Marguerite Duras, La passion suspendue, entretiens avec Leopoldina Pallotta della Torre
Marguerite Duras, La passion suspendue, entretiens avec Leopoldina Pallotta della Torre, traduit de l’italien et annoté par René de Ceccatty, janvier 2013, 187 pages, 17 €
Ecrivain(s): Marguerite Duras Edition: Seuil
Leopoldina Pallotta della Torre est face à Duras. Elle l’écoute. Elle est là pour qu’elle lui parle. Elle est là pour que naisse La passione sospesa. « Je l’écoutais se souvenir, réfléchir, se laisser aller, abandonner peu à peu sa méfiance naturelle : égocentrique, vaniteuse, obstinée, volubile. Et tout de même capable, à certains moments, de douceurs et d’élans, de timidités, de rires retenus ou éclatants. Elle semblait soudain animée d’une curiosité irrésistible, vorace et presque enfantine ».

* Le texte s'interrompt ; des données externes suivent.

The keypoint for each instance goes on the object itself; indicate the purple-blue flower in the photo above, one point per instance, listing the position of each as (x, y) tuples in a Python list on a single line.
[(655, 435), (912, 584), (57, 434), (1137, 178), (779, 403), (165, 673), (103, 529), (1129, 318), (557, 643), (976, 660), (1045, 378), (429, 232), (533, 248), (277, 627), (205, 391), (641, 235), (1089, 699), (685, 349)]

Ce livre d’entretiens est commodément divisé en sections, dont le titre seul dit tout : Une enfance, Les années parisiennes, Le parcours d’une écriture, Pour une analyse du texte, La littérature, La critique, Une galerie de personnages, Le cinéma, Le théâtre, La passion, Une femme, Les lieux.
En cela, La passion suspendue est une parfaite introduction à la vie de Duras. À sa vie, mais surtout à son œuvre. Car les passages les plus intéressants concernent tout ce qui touche, de près ou de loin, aux éperons du désir d’écrire qui blessent la peau de la pensée, de l’imaginaire, de la mémoire – faisant se tendre les muscles dormant, les muscles inemployés, contraction par quoi on décide, soudain, de plonger dans le noir (ou quelque chose à l’intérieur de soi se décide pour nous). Dans le noir qu’est l’écriture en train de se faire.
Pourquoi écrire ?
« J’écris pour me vulgariser, pour me massacrer, et ensuite pour m’ôter de l’importance, pour me délester : que le texte prenne ma place, de façon que j’existe moins. Je ne parviens à me libérer de moi que dans deux cas : par l’idée du suicide et par celle d’écrire. […] Vous savez quelque chose ? Je ne pense pas avoir jamais connu personne sans que je me sois posé cette question : les gens, quand ils n’écrivent pas, que font-ils ? J’ai une secrète admiration pour les personnes qui ne le font pas, et je ne sais justement pas comment elles le peuvent. […] L’écrivain a deux vies : une, celle à la surface de soi, qui le fait parler, agir, jour après jour. Et l’autre, la véritable, qui le suit partout, qui ne lui donne pas de repos ».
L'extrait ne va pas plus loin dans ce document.